Sandi is living proof that education and resilience can transform a person’s life, despite painful beginnings of abuse and neglect. Sandi learned resilience at a very early age as a coping mechanism that gave her the power to bear her abusive, toxic family environment, and helped her to focus on who she really wanted to be. It also taught her to hope and to dream that someday she might be “somebody.”
Sandi is now a well-known, longtime Yolo County educator, a philanthropist, a writer, and a distinguished alumna of the UC Davis School of Education where she serves as chairperson of the Alumni Council and is a member of he Dean Advisory Council. She holds a BA and teaching credentials from UC Davis, and an MA in Educational Leadership from Saint Mary’s College. She is also the recipient of many prestigious awards for her work in Human Rights, including the California Teachers Association, 1989 Martin Luther King Scholarship Award, a grant from the National Foundation for the Improvement of Education, has twice been named Outstanding Educator, and is listed in “Who’s Who Worldwide” and “Who’s Who in American Education.”
She and her husband have generously given back to UC Davis on several occasions, and have recently established the Sandi Redenbach “Students at-promise (as opposed to “at risk”) Award.” Sandi continues to be an author and national consultant focused on the education of and programs for at-risk students.
Her journey began as a teenager on the streets of Boston, after leaving home where she feared for her life. Finding herself homeless and penniless, Sandi soon learned the expediency of survival, just like many other kids in her situation. She lied about her age and worked night shifts as a lounge singer and waitress. The meager income allowed her to sleep in a cheap hotel for a night, or to buy food. Sandi recalls the time when she shared a single pair of shoes with another waitress for months until she could afford her own.
Life’s circumstances brought her to California where she finished high school, went to Solano Community College and was then admitted to UC Davis.
Sandi’s career spans more than 35 years of classroom teaching.
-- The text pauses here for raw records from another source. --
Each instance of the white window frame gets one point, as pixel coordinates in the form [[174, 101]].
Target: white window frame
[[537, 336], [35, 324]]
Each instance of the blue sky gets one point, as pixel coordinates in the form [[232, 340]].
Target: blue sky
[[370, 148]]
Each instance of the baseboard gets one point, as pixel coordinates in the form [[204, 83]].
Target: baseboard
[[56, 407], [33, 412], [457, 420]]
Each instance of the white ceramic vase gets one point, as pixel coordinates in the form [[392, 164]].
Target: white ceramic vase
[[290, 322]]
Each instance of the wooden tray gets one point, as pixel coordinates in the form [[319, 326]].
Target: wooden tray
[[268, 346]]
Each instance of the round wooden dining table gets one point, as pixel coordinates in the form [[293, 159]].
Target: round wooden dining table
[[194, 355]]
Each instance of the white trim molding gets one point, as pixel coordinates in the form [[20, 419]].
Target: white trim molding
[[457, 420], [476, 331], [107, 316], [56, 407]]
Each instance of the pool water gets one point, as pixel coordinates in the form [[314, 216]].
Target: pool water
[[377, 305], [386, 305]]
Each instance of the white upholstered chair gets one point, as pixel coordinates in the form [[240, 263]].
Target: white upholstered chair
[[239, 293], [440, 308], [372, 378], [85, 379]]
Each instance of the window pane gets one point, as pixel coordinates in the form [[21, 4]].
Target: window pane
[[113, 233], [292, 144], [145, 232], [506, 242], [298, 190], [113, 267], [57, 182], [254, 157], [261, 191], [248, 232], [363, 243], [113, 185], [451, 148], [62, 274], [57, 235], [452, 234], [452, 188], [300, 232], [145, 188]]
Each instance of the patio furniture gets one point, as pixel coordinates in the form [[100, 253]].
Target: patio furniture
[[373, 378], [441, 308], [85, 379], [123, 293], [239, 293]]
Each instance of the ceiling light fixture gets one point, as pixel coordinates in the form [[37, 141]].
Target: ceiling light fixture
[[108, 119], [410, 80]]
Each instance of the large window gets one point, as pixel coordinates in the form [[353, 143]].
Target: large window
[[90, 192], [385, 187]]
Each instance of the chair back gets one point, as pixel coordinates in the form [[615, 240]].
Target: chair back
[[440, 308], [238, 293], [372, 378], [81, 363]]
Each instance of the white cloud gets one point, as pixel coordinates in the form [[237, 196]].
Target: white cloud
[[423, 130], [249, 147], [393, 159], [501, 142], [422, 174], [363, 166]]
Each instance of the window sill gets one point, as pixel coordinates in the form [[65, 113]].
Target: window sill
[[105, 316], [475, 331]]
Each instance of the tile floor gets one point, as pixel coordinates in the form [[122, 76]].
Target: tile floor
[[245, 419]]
In addition to high school drama, speech, social studies, language arts and English, she has taught classes in self-esteem, parenting, and rhetoric and communications at several colleges, adult education centers, and UC Davis.
Among her many initiatives, she has established a “dropout” recovery, independent study high school in Woodland because, “Even when I was a high school dropout and homeless, I still had hope that someday, somehow I would find a way to be somebody, and I just really want that for every kid.”
Lin Weaver is a media journalist and a radio and TV Producer. She is a trustee of the UC Davis Foundation and a Member of the College of Biological Sciences Advisory Council.